COCONUTS HOT SPOT – Serving Japanese street food right is a “fine art” so it’s no perhaps no surprise to find a great Japanese eatery amongst the exhibitions of the Bangkok Art & Culture Center.

To dine here, go to the second floor and find the Hof Eat and Art gallery – inside you’ll find Krua Khun Kan, a super-relaxed space filled with street art and delectable food. They serve Japanese comfort food like pork curry and oyakodon, the kind of grub you’d find on the streets of Osaka. Apart from being cooked by two cool chefs, the food is very affordable – and being comfort food, it should be.

While most of the cookie-cutter Japanese chain places play up Japanese food as being “gourmet,” the reality is that most Japanese cuisine is pragmatic and fun. And that’s how it is here; you can sit outside and order from a menu that’s handwritten on sticky notes and posted on the wall or you could sit back with some sashimi salad and try and decode the scribbling surrounding you inside the art gallery.

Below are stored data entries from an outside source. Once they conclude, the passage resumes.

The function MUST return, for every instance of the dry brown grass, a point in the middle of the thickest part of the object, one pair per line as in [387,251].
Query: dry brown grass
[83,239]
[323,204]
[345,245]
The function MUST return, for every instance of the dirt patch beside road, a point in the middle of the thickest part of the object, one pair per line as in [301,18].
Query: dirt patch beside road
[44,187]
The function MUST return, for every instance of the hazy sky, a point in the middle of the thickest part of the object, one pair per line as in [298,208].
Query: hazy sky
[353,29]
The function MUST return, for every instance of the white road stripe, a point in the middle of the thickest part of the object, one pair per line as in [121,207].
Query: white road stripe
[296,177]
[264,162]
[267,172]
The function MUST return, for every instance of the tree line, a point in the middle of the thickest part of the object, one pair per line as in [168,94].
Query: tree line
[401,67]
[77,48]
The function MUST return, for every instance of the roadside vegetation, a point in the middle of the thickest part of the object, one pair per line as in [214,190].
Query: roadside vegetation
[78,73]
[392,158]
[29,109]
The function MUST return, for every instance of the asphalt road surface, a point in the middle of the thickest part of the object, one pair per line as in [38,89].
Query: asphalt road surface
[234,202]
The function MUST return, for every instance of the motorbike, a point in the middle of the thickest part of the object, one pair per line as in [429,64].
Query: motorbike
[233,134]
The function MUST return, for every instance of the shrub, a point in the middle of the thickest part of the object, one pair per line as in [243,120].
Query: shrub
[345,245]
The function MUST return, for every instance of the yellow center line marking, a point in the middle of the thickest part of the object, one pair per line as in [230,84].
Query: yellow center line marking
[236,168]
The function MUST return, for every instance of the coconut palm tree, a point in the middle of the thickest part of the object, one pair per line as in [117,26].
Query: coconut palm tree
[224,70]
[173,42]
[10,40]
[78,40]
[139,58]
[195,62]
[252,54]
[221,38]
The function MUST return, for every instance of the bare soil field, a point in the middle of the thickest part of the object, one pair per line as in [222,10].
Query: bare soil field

At the center of the gallery/restaurant is a street-style cart with all the fixins’ like shoyu and Japanese mayonnaise to accompany your dishes, not to mention some sweet sashimi.

The art here is the kind that everyone can appreciate. There’s a helium tank, some helmets, an old bike. It’s that kind of funky, weird street-style art that is easy to digest and doesn’t make you feel like you have to sit there and scroll through your mental thesaurus to come up with words to use as you’re pretending to analyze something you know little about. In fact, it’s pretty much the same as the food – something you can enjoy without having to be a connoisseur. It’s not a big deal if you don’t know the Japanese words for different types of sushi here – just pick something off the menu and it’ll be tasty. But here’s the thing, if you are a bit of a Japanese food snob then you’ll really appreciate how authentic it is, and you’ll really get off on how good the prices are.

The BACC is closed on Mondays, and that means Krua Khun Kan is too, but stop in any other day for an interesting lunch, or maybe bring a hipster date here for an early dinner during the middle of the week. Just keep in mind it closes at eight.